Hamburg. Auf Parkplätzen sind nur Erholungspausen erlaubt. Wir erholen uns vorm Altonaer Rathaus. Fünfter Teil des Selbstversuchs.
Seltsam, wie leicht der Vantana plötzlich zu fahren ist. Wir haben das ElbeCamp am Falkensteiner Ufer verlassen und wollen die Nacht zum Donnerstag in freier Wildbahn verbringen – vulgo: am Straßenrand parken und schlafen. Das ist nicht ganz legal, wird aber von vielen Wohnmobilisten exzessiv betrieben. Nicht jeder Mensch ist für Gemeinschaftstoiletten und Gemeinschaftsduschen geboren.
Wer für sich bleiben will, der sucht einen Wohnmobilstellplatz da, wo es ihn eigentlich gar nicht gibt. Und auf dem Weg zu einem solchen Platz macht der „Wäntänä“ plötzlich eine prima Figur. Er ruckelt nicht beim Anfahren, er findet die Gänge fast von selbst, er nimmt anmutig die Wittenbergener Höhen. Vielleicht habe ich mich an ihn gewöhnt. Vielleicht er sich an mich.

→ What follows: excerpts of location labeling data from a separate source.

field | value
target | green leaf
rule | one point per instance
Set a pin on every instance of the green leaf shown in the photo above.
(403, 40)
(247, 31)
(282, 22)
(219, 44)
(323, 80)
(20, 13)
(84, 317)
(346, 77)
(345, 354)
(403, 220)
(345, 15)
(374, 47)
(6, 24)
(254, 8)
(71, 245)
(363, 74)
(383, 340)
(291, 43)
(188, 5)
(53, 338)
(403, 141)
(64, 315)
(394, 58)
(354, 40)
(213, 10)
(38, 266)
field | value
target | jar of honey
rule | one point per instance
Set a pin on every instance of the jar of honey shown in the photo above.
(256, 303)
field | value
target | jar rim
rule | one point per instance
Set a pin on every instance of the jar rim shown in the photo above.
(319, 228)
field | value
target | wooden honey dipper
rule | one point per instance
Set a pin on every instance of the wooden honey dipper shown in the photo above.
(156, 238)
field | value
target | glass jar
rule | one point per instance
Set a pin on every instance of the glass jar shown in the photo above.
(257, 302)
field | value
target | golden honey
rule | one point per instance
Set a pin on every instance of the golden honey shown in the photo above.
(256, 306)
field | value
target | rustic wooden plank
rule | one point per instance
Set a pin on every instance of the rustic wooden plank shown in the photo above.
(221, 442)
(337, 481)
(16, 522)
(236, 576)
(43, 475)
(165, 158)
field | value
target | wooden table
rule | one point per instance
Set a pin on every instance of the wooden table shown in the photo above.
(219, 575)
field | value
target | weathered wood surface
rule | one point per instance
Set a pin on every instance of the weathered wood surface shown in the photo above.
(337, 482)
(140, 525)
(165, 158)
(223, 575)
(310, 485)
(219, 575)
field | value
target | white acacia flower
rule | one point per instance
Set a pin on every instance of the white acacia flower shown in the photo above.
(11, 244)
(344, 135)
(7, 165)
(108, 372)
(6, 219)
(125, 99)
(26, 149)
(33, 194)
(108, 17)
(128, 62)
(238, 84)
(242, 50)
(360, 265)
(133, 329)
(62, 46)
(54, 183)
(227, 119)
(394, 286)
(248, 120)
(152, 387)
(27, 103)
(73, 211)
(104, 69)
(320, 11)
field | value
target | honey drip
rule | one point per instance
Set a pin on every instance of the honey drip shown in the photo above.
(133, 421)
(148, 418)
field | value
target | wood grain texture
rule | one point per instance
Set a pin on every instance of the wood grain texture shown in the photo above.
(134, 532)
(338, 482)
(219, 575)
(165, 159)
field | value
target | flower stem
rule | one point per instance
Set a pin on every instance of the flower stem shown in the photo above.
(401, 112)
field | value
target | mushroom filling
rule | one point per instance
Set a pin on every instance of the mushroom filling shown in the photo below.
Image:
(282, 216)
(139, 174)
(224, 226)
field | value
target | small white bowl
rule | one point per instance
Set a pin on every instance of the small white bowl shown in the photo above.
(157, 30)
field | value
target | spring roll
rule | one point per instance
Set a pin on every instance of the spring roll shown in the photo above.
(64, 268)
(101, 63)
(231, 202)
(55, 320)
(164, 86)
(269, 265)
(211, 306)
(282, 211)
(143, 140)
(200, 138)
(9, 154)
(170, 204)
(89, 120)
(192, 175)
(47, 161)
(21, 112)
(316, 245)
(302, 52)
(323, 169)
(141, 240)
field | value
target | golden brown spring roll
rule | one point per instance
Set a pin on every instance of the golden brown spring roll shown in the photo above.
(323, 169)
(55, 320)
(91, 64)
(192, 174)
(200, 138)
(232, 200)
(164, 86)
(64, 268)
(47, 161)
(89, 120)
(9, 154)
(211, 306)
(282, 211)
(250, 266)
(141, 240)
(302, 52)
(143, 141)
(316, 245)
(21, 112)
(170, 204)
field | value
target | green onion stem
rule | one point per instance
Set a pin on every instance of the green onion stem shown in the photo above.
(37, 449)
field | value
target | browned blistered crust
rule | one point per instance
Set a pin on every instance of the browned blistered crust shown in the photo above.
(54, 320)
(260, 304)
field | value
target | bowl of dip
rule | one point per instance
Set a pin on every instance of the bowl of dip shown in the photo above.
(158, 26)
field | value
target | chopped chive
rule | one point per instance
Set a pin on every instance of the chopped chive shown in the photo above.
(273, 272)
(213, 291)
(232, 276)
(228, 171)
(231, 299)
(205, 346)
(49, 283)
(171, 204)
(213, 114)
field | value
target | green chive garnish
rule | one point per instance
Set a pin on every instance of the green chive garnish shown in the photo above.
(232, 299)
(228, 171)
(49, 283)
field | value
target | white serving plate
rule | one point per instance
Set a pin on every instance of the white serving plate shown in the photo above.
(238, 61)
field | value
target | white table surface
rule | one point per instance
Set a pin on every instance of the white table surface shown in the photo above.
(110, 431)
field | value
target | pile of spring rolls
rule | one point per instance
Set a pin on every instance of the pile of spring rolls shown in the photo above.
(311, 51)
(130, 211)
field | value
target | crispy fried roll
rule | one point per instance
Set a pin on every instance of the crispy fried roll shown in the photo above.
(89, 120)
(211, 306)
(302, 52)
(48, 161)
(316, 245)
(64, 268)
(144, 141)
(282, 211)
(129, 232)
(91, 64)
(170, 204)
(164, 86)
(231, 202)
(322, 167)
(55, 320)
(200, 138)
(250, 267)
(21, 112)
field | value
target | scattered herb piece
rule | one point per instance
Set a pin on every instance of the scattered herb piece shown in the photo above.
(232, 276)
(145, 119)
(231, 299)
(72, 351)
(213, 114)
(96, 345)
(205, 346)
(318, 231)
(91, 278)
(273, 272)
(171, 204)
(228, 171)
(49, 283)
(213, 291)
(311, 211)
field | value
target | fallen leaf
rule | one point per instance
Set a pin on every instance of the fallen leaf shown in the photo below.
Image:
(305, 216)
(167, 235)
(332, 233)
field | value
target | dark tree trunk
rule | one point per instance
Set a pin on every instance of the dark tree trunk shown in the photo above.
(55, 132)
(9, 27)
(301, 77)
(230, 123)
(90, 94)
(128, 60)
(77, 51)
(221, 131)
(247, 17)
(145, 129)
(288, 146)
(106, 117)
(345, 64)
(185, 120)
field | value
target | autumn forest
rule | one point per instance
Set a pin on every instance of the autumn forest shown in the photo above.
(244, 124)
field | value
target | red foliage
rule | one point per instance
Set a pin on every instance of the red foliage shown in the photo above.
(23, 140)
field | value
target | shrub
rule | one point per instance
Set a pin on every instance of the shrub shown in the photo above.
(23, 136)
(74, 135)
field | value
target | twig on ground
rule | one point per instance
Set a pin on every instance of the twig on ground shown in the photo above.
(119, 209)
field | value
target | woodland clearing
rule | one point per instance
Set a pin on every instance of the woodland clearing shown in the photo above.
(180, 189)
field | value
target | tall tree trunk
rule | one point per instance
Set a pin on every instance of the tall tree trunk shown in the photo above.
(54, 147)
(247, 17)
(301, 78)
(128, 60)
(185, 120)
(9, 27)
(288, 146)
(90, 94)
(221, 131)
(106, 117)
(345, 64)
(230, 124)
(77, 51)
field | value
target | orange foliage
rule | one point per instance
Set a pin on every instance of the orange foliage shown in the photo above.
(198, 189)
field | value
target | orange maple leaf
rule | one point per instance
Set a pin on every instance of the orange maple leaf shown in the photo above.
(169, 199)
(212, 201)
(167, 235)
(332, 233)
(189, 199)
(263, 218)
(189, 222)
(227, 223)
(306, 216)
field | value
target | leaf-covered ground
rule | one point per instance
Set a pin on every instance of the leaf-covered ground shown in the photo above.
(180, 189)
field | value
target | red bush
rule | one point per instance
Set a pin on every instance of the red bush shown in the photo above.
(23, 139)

Rechtlich in einer Grauzone
Rechtlich bewegen wir uns von nun an in einer Grauzone. Zwar darf ich den Vantana durchaus am Straßenrand parken, aber ich darf nicht tagelang in ihm übernachten. Erholungspausen von längstens zehn Stunden sind erlaubt. Danach gleite ich in die Illegalität ab. Vor allem: „Campingähnliches Leben wie das Herausstellen von Tischen und Stühlen gilt als verkehrsfremd und darf beim Parken und Übernachten nicht stattfinden.“
Erster Teil des Selbstversuchs
Zweiter Teil des Selbstversuchs
Dritter Teil des Selbstversuchs
Vierter Tel des Selbstversuchs
So formulierte es einst der ADAC in einem Ratgeber. Tut man es doch, liegt eine Sondernutzung vor, und die muss natürlich behördlich genehmigt werden. „Verkehrsfremd“ will ich durchaus nicht sein, also werden weder Tisch noch Stuhl auseinandergeklappt. Der Vantana wird fast wie ein Sprinter aussehen. Und die stehen ja zu Tausenden in Hamburg herum.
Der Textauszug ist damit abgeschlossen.